Actualmente se lleva a cabo a nivel distrital el reporte diario de Calidad del Aire basado en los parámetros que se presentan en la figura 6, correspondientes a los elementos que conforman el Índice Bogotano de Calidad del Aire (IBOCA)10

Figura 6. Atributos del Índice Bogotano de Calidad del Aire.

Fuente: Secretaria Distrital de Ambiente.

10 El Índice Bogotano de Calidad de Aire, IBOCA, es un indicador multipropósito que comunica simultáneamente el riesgo ambiental por contaminación atmosférica, el estado de la calidad del aire de Bogotá, las afectaciones y recomendaciones en salud y las medidas voluntarias para que la ciudadanía contribuya a mantener o mejorar la calidad del aire de la ciudad

110 Las localidades Kennedy y Suba en las cuales se ubican los humedales objeto de estudio muestran índices de calidad del aire Moderado y Favorable respectivamente, según la información suministrada por la Secretaria de Ambiente en su página web, siendo en el caso de Kennedy de 12 con reporte de SO2: 2,4 ppb, PM 2.5: 19,5 µg/m3 y PM 10: 43,7 µg/m3) y para el caso de Suba de 7 con reporte de SO2 : 1,47 ppb, PM 2.5: 9,5 µg/m3 y PM 10: 56,4 µg/m3. (Red de Monitoreo de Calidad de Aire en Bogotá, Secretaria Distrital de Ambiente datos a 1 de junio de 2017).

Esta información de calidad del aire es clave teniendo en cuenta que en estas localidades se cuenta con una alta densidad poblacional, siendo según proyecciones realizadas el año 2015 por la Alcaldía Mayor de Bogotá, superiores al millón de habitantes. Kennedy por ejemplo en el 2005 año del último censo nacional tenía en promedio una población de 800.000 habitantes, para el año 2012 ya había superado el millón y en la proyección que realizó la alcaldía mayor aparece con un valor aproximado de 1.208.980 habitantes para el año 2017, en el caso de Suba a 2015 reportaba un número aproximado de 1.162.000 habitantes y según la proyección, finalizado 2017 tendrá cerca de 1.282.978 habitantes. Este número de habitantes ubicados en un territorio de 10.051 hectáreas para suba incluyendo suelo urbano y para Kennedy con 3855.45 hectáreas muestra que en suba a cada habitante le corresponden 0, 0078 hectáreas 0,000078 Km2 y en Kennedy es de 0,0032 hectáreas por habitante o 0,000032 Km2, lo que indica una alta densidad poblacional, aumentando así las presiones asociadas a condiciones de ocupación, disponibilidad y acceso a mejores condiciones entre ellas la calidad de aire, siendo potencialmente más vulnerables.
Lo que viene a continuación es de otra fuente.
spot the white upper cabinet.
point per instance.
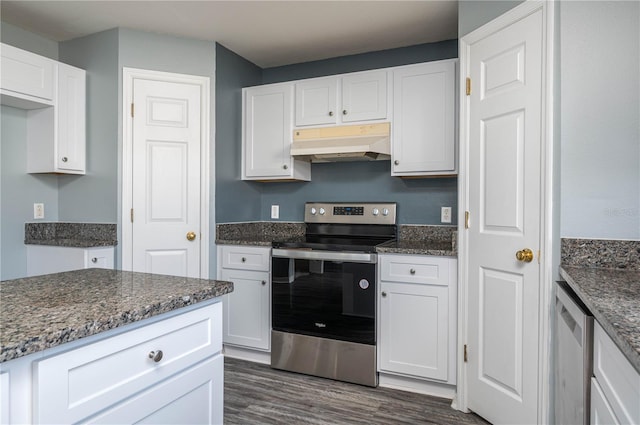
(54, 95)
(26, 74)
(423, 139)
(334, 100)
(267, 135)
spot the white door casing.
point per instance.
(165, 173)
(505, 144)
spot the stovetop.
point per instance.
(358, 227)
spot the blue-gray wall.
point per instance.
(419, 200)
(237, 200)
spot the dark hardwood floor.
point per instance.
(257, 394)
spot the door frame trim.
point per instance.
(549, 216)
(128, 77)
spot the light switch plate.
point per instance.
(445, 215)
(38, 211)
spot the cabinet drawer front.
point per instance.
(27, 73)
(415, 269)
(193, 396)
(619, 381)
(246, 258)
(74, 385)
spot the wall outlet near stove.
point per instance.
(38, 210)
(445, 215)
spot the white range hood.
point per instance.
(369, 142)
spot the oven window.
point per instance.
(324, 298)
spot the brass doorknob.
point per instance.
(525, 255)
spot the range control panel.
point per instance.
(350, 213)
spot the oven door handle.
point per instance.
(351, 257)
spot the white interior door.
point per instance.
(504, 198)
(166, 178)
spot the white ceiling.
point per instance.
(268, 33)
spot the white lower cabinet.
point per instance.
(45, 259)
(615, 389)
(170, 371)
(417, 320)
(247, 310)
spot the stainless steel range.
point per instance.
(324, 292)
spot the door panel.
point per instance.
(505, 204)
(166, 178)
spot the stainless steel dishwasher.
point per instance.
(573, 358)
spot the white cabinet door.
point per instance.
(423, 131)
(316, 101)
(414, 330)
(364, 96)
(360, 96)
(601, 412)
(71, 119)
(25, 73)
(77, 384)
(247, 310)
(267, 135)
(193, 396)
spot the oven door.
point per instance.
(324, 294)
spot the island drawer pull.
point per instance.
(156, 356)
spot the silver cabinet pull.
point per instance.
(156, 356)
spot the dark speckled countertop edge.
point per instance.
(622, 330)
(84, 303)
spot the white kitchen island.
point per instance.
(107, 346)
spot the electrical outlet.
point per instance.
(445, 215)
(38, 211)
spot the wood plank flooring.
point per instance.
(257, 394)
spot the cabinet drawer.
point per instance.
(246, 258)
(27, 73)
(416, 269)
(74, 385)
(619, 381)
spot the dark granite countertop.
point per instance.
(71, 235)
(42, 312)
(613, 296)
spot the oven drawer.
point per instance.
(242, 257)
(415, 269)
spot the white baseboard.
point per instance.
(415, 385)
(248, 354)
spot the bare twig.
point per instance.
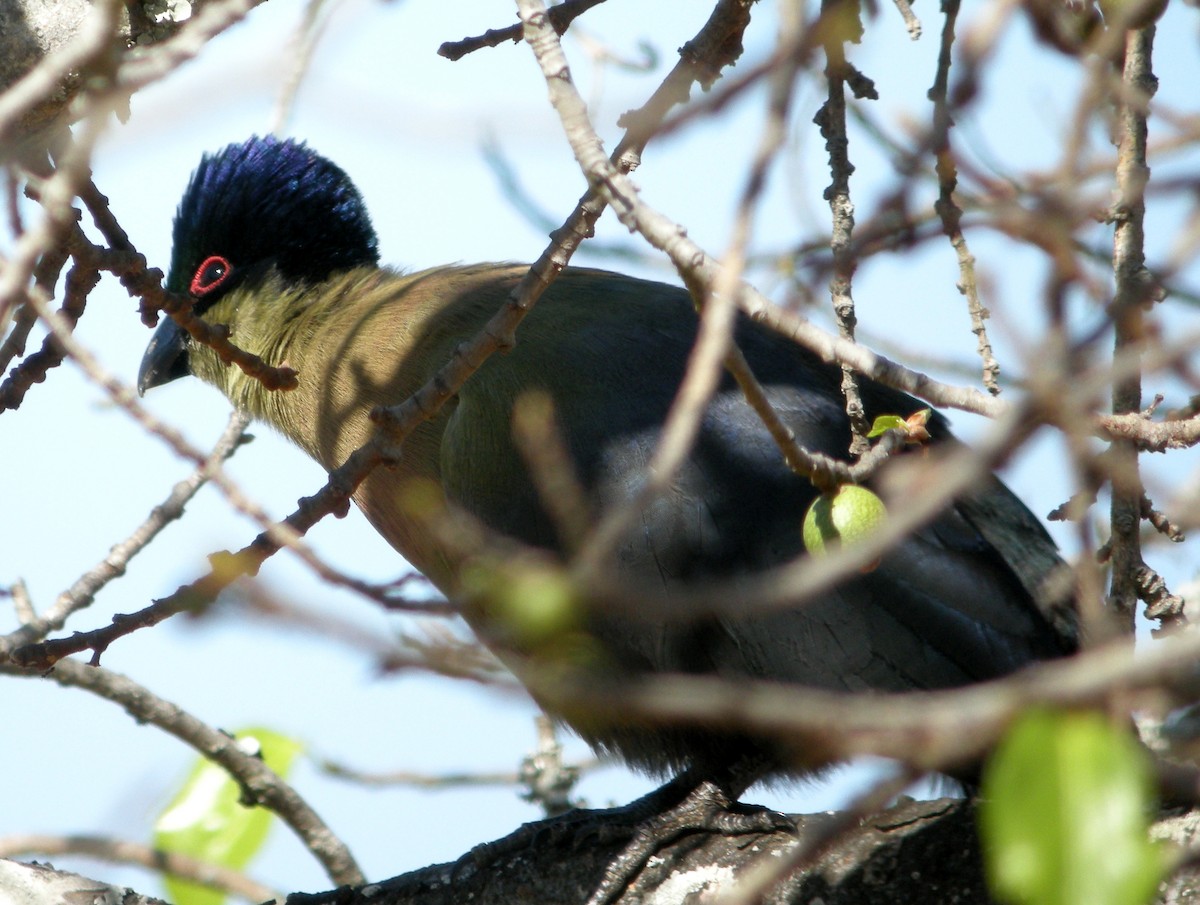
(259, 784)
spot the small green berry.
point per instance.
(844, 516)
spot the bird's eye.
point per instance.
(210, 274)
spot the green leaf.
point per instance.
(208, 821)
(886, 423)
(1065, 814)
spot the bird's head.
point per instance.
(264, 208)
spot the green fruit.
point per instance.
(844, 516)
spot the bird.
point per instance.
(274, 241)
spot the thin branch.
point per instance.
(259, 784)
(123, 851)
(561, 18)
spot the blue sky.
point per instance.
(411, 127)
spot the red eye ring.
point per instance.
(209, 275)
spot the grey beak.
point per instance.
(166, 358)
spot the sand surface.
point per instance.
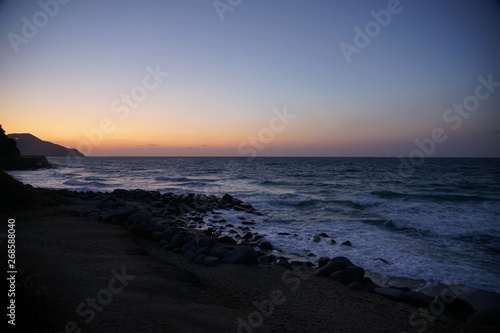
(78, 258)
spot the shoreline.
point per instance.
(85, 209)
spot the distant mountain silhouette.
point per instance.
(7, 146)
(31, 145)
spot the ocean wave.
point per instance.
(74, 182)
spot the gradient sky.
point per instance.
(226, 76)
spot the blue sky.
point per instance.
(226, 76)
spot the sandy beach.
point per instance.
(98, 277)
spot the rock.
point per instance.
(244, 254)
(267, 260)
(219, 253)
(226, 239)
(203, 250)
(247, 235)
(383, 260)
(418, 299)
(488, 317)
(169, 233)
(178, 240)
(459, 307)
(248, 222)
(357, 286)
(120, 214)
(227, 198)
(331, 267)
(266, 245)
(189, 247)
(285, 264)
(189, 255)
(206, 242)
(212, 261)
(200, 259)
(346, 261)
(322, 261)
(359, 271)
(344, 277)
(141, 217)
(393, 294)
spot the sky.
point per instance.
(254, 77)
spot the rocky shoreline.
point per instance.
(179, 223)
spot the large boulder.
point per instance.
(344, 277)
(244, 254)
(330, 268)
(120, 214)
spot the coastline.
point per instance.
(69, 245)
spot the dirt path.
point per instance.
(140, 288)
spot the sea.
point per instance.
(436, 222)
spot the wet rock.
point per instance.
(266, 245)
(247, 235)
(189, 255)
(219, 253)
(141, 217)
(359, 271)
(383, 260)
(178, 240)
(418, 299)
(248, 222)
(206, 242)
(460, 307)
(285, 264)
(393, 294)
(344, 277)
(189, 247)
(211, 261)
(322, 261)
(120, 214)
(488, 317)
(244, 254)
(226, 240)
(357, 286)
(203, 250)
(227, 198)
(267, 260)
(334, 265)
(200, 259)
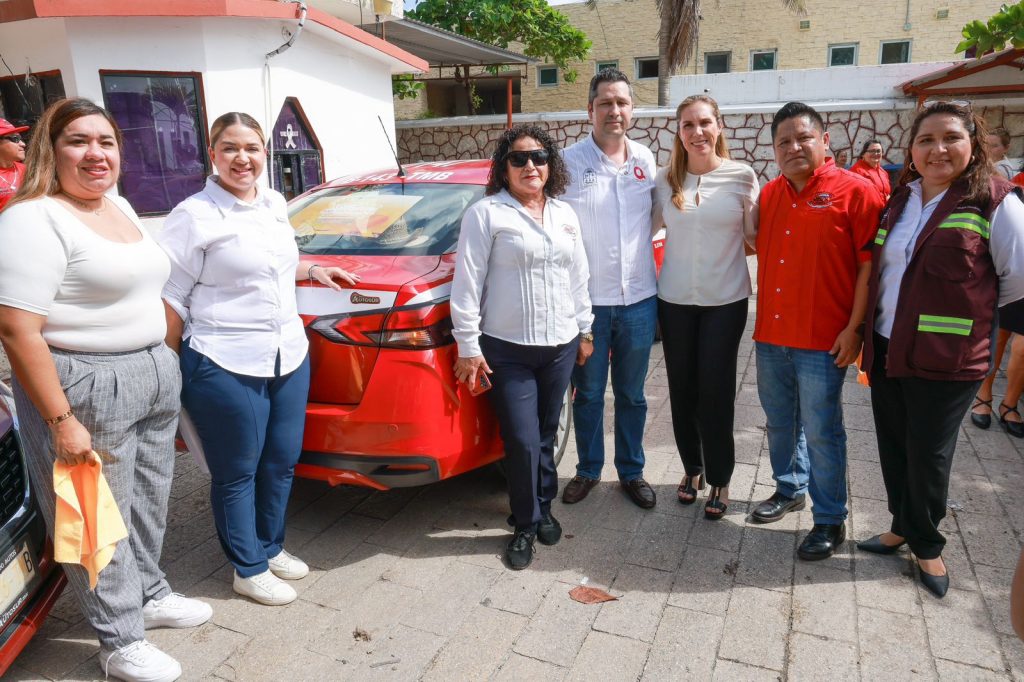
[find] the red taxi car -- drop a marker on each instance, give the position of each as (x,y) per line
(385,410)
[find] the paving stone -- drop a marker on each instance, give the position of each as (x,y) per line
(960,629)
(478,647)
(642,593)
(756,628)
(821,658)
(684,647)
(893,646)
(611,656)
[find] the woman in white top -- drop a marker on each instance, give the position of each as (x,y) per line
(82,324)
(709,204)
(245,370)
(521,313)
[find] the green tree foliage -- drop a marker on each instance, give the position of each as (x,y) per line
(1007,26)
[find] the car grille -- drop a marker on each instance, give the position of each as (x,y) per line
(11,477)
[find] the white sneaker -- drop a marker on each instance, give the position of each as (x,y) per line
(175,610)
(139,662)
(288,566)
(265,588)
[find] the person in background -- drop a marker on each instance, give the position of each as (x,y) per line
(709,200)
(230,308)
(815,220)
(611,190)
(869,166)
(11,160)
(82,324)
(949,248)
(521,314)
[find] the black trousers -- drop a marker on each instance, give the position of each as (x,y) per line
(700,345)
(529,383)
(916,422)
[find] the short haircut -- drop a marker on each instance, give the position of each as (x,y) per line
(795,110)
(606,76)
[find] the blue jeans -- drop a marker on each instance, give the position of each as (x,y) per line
(801,392)
(623,336)
(251,428)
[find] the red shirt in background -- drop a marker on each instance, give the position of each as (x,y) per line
(10,179)
(809,245)
(877,176)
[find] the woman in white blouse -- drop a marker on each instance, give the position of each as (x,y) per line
(230,306)
(82,324)
(709,204)
(521,314)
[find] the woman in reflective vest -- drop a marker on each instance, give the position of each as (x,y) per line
(949,249)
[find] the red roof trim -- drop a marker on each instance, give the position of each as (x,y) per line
(18,10)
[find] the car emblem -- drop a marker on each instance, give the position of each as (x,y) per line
(359,298)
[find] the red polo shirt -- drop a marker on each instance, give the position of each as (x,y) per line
(809,245)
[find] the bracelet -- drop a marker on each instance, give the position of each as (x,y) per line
(53,421)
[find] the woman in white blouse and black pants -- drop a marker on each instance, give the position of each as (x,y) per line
(245,368)
(709,204)
(521,313)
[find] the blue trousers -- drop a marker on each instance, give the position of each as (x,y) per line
(623,336)
(251,428)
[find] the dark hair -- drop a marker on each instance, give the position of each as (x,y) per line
(606,76)
(558,174)
(863,150)
(795,110)
(978,171)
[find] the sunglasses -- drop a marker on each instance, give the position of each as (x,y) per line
(519,159)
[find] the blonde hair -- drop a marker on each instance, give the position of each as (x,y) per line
(677,162)
(40,160)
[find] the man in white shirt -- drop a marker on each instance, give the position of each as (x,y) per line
(611,190)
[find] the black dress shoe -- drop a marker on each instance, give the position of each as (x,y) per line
(776,507)
(640,493)
(937,585)
(876,546)
(520,551)
(549,530)
(821,542)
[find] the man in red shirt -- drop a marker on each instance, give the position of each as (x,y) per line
(11,160)
(813,264)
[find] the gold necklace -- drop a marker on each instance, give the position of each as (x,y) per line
(85,207)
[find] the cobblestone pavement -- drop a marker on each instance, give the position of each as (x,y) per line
(410,584)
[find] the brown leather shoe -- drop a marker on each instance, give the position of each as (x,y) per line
(578,488)
(640,493)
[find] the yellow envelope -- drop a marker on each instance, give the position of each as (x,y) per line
(88,524)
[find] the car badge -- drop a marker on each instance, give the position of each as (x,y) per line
(359,298)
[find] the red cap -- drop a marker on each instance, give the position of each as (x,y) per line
(7,128)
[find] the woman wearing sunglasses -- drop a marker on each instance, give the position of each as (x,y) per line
(521,313)
(949,248)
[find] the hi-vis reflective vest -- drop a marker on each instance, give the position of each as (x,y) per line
(947,298)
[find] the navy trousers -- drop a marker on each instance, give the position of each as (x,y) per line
(528,385)
(251,428)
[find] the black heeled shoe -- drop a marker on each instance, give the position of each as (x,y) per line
(715,508)
(1016,429)
(981,421)
(686,486)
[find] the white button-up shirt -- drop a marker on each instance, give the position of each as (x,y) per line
(517,280)
(232,280)
(614,208)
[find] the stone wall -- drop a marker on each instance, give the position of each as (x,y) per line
(749,134)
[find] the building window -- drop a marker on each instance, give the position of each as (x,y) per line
(763,59)
(164,159)
(895,51)
(717,62)
(646,68)
(843,55)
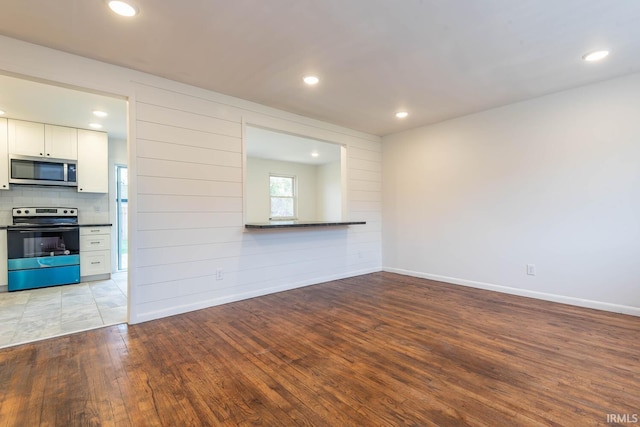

Pensando en compensar estas situaciones de contaminación vs densidad poblacional y según los estudios adelantados por la organización mundial de la salud, se reporta que lo recomendable seria “tener al menos un árbol por cada tres habitantes para mejorar la calidad del aire" sin embargo en Bogotá según lo muestran estudios adelantados por el Jardín Botánico José Celestino Mutis se cuenta con 1 árbol por cada 7 habitantes , en la gráfica 23, se observa el comportamiento del indicador Número de árboles por habitante en cada localidad desde el año 2007, se evidencia entonces la preocupante situación indicando la necesidad imperante de aumentar las hectáreas reforestadas bien sea como áreas protegidas o como parques y espacio público en general, a fin de garantizar la equidad frente al mejoramiento de la calidad del aire, entendiendo la función que cumple la vegetación gracias a su proceso de fotosíntesis y siendo entre otras cosas regulador climático.